The whole scale of the charity’s work now is remarkable, with around 550 in its different programmes. These include an education programme for children with special needs and a choir of local children.
“The next challenge is we are trying to open a school of our own,” Fr Walters said. “We have thought about it for a number of years. But now the Colombian education system is shifting from two shifts a day to a single one. This hurts both the children we work with who would come for extra help if they have special needs, or choir practice before or after their school day.”
The local authority are encouraging the charity, to set up a school that caters for those with special needs and the musically gifted but can’t provide any additional funds.
“We are aiming to raise a million pounds this year for this,” Fr Walters said. “Which is especially hard is that, as inflation is running wild in Colombia now, all salaries have been mandated to increase 7 percent.
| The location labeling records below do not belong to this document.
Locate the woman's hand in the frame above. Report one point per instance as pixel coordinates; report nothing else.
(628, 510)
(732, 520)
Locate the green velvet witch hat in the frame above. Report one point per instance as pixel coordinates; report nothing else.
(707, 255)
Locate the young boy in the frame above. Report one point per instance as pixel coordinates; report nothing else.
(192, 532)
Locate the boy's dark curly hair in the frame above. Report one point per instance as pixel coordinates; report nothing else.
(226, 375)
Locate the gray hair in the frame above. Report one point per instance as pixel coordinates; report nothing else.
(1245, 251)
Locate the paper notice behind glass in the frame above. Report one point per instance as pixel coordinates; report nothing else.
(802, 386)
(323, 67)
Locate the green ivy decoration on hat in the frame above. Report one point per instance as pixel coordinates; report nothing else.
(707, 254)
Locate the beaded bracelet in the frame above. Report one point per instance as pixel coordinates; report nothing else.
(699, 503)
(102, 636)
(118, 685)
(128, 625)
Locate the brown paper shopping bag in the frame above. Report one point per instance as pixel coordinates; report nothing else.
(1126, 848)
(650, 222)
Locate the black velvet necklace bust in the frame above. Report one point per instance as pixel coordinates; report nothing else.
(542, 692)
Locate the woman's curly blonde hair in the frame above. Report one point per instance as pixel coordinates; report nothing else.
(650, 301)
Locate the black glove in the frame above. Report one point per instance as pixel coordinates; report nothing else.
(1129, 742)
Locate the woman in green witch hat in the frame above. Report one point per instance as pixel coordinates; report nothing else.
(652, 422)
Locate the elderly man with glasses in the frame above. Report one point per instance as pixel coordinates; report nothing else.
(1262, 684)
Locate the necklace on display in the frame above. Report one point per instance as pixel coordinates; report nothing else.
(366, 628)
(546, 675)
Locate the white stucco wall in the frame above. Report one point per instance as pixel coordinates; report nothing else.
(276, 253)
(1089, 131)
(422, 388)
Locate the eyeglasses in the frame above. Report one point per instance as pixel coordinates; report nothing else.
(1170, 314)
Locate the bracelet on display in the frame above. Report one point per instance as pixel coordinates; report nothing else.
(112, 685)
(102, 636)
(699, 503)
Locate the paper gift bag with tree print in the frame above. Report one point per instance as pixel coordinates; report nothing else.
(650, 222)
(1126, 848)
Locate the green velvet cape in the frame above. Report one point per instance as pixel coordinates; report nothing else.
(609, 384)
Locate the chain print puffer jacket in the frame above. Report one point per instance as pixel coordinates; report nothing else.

And the pound is sliding in value again which makes our task even harder. It is difficult but these children really do need our help.”
Fr Walters
Received into the Catholic Church 22 years ago, just after he arrived in Colombia, former Anglican minister Fr Walters became a priest a year later. He has seen the need to help street children over the years.
“I never expected the charity to grow in the way it has,” he said. “On the one hand, the more I’ve seen about the depth of the problem the more I have seen the need. But I have also been amazed we have been able to raise the sort of money we have. The generosity of people has been a real eye opener. As for his life in Medellin, he said it has become ‘a more agreeable place to live’ despite its problems.
“It does have a lot of attraction as tourist destination,” he said. “I have seen Colombia start to change its image, that is why we started choir, to show how much good there is in the country. And that has been underlined by seeing some of our youngsters go on to make a great success of their lives.”
One man he hopes will come to see that success is Pope Francis who is due to visit Colombia early next year.
“Well St John Paul came to Medellin so we shall see, we shall see,” he said. “The Pope says we should go out to the marginalised and that is the work of Let the Children Live and always has been. So hopefully during this year of mercy people will see our work as implementing Holy Father’s request.”